I suppose that it’s theoretically possible that there really is a Seth somewhere with a 2013 F150, and that he really did have some contact with this company, and gave them the wrong number… but even in that case, it’d still be spam, and an unlikely tactic for a legitimate company. And surely, even if “Seth” didn’t have insurance in May, by now he’s either gotten it elsewhere, or decided against getting it at all.
The scam often begins with a seemingly innocent chat initiated by a random person. The scammer might claim to have received the victim’s number from a mutual friend, while also appearing unsure if they have the correct number. However, this is just an act to engage the victim in conversation. Scammers have also been known to use images of attractive women to lure victims, preying on their desire for companionship or romance to build trust and establish a connection.
Largely in the same spirit as “you don’t have to be crazy to work here… but it helps”, there are intelligent people who reply to spam and there are stupid people who don’t, but spammers have intuited that one should never overestimate the intelligence of those one is trying to scam. Also their venality. I think the notion is along the lines of “Huh, somebody with a good deal on insurance accidentally sent me someone else’s info, gee I could get over on the world and claim that for myself!”
PS: I’m not sure this belongs in Factual Questions. Not that I’m in charge of such stuff. But it seems more IMHO.
My sister would respond, thinking she was being helpful. Something along the lines of, “My name isn’t Seth, but I have a friend at work whose husband’s name is Seth. Maybe you are looking for him? His email address is……”
I expect it’s not quite as blatantly illegal as that, though, since it’s been going on since May at least, and sites that do blatantly illegal things usually get shut down quicker than that.
If it actually is an insurance provider, they might be be hoping you’ll respond with‘I’m not Seth, but could I compare your rates with my current insurance?’
Because, honestly, most people think their insurance is too high.
ETA: the Ford F-100 is the 4th most common vehicle in America.
ET(further)A: Not that don’t think this is a scam, just sayin’

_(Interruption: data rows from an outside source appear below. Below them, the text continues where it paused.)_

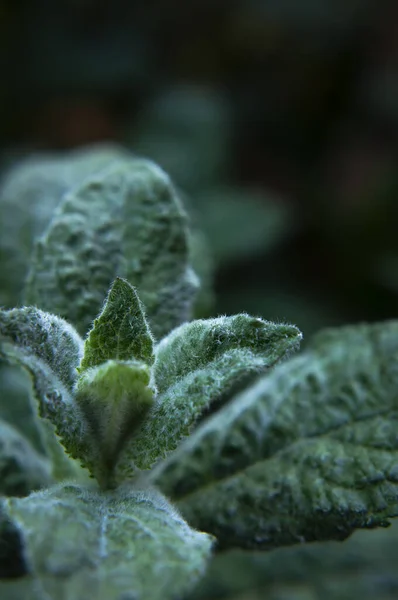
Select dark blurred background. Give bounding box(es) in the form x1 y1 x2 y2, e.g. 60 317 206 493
2 0 398 339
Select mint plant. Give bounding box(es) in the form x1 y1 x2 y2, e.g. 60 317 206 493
1 152 398 600
0 278 300 599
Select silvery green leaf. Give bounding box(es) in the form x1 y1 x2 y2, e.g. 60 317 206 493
79 278 154 372
0 308 88 479
152 321 398 550
115 316 301 479
0 419 52 497
0 145 127 308
0 355 77 482
153 315 301 394
25 158 198 339
0 483 213 600
0 342 88 482
0 306 83 390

My guess: Seth went to one of those spammy insurance rate comparison sites looking for insurance for his 2013 F150, but he either didn’t want to give them his real phone number and entered a made up one, or he just mistyped his number, and the number he entered coincidentally happened to be @Chronos’s number.
Is this an gmail Google account? Because they allow multiple users to use the same email address. Pretty sloppy about that.

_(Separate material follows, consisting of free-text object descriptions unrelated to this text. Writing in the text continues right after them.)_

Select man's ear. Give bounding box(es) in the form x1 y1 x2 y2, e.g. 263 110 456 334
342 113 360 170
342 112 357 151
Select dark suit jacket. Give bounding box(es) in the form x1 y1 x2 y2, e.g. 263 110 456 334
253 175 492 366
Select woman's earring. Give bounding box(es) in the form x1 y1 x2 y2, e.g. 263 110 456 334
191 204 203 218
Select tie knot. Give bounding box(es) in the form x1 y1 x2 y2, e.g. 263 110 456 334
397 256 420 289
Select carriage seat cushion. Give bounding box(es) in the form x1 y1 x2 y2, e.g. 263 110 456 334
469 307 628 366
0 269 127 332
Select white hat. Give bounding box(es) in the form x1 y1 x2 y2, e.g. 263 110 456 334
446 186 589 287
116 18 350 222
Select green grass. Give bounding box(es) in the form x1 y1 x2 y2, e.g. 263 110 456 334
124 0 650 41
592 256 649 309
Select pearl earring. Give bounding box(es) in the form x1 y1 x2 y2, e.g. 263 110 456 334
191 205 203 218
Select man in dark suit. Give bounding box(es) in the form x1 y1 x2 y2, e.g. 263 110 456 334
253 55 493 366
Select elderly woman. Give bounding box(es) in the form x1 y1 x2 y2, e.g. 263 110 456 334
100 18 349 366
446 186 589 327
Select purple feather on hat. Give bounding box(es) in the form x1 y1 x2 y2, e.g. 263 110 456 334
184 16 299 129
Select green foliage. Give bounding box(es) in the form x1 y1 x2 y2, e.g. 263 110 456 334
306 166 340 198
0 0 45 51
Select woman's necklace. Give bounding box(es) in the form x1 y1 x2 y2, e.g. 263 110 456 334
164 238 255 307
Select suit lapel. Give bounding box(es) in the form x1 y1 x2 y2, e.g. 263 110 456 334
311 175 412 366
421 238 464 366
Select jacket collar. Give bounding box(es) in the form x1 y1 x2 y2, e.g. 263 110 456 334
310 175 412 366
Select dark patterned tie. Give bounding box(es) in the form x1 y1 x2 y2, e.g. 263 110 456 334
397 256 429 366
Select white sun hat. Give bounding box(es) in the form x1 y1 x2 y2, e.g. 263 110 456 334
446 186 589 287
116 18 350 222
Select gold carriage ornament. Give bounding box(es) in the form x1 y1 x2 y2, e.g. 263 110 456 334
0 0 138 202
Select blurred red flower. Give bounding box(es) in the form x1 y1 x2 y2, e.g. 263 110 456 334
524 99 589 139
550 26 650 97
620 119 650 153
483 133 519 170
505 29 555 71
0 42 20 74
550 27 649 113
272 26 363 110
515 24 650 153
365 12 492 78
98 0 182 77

I had a possibly distant relative with the same name, who I heve never met, use the same gmail address. It is not a common name. Maybe he entered it in all CAPS or partial caps and gmail accepted it. After researching him I found that he got divorced and his e-wife was using he gmail.
Lets call her Stacey, because that is her name, and I got tired of it. Stacey has an appointment for car service next Tuesday, not any longer, I cancelled it. Dentist appointment, cancelled. No matter what I did I kept getting her shit emails. And I had no way of contacting her because any attempt would just sent an email back to my own inbox.

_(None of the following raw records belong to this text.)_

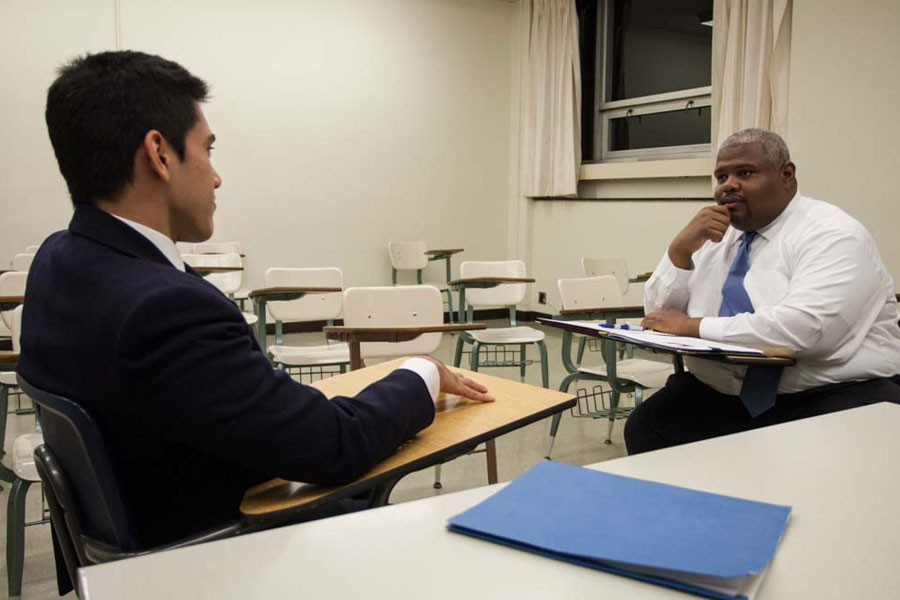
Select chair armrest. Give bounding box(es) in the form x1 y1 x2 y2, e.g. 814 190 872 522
82 520 247 564
323 323 486 343
0 352 19 364
191 266 244 274
0 295 25 311
557 305 645 321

It took almost an entire year before she got the hint that maybe she should use a different email.
It’s not email; it’s text messages. The sender is (or at least, is listed as) 38976, and the links are all to the domain http:// goquote .co (that’s co, not com, and http, not https).
Maybe part of their gmail address was in caps and it got converted to lower case, maybe their adress had dots in it, maybe they mis-entered their own email adress in several accounts, I don’t know. But I do know that a person with the same first initial and same last name used the same gmail address that I do. He lives in Missouri and I live in Oregon. I batttled their many services with car dealerships, doctors appointments and general spam meant for her for several years until they finally quit using it.
Google ignores dots and capitalization in email address’. From google support.
Gmail also ignores capitalization in account names so first.last@ is the same account as FIRST.LAST@ (or any other combination) and also does not represent different accounts. This also applies to both account creation and usage.
Besides the excellent replies already, Chronos, consider this possibility. Send a billion emails or texts to random parties, and what are the odds that one of those arrives at a person named Seth? Or a person who owns an F150? Or both? It’s probably greater than zero, no?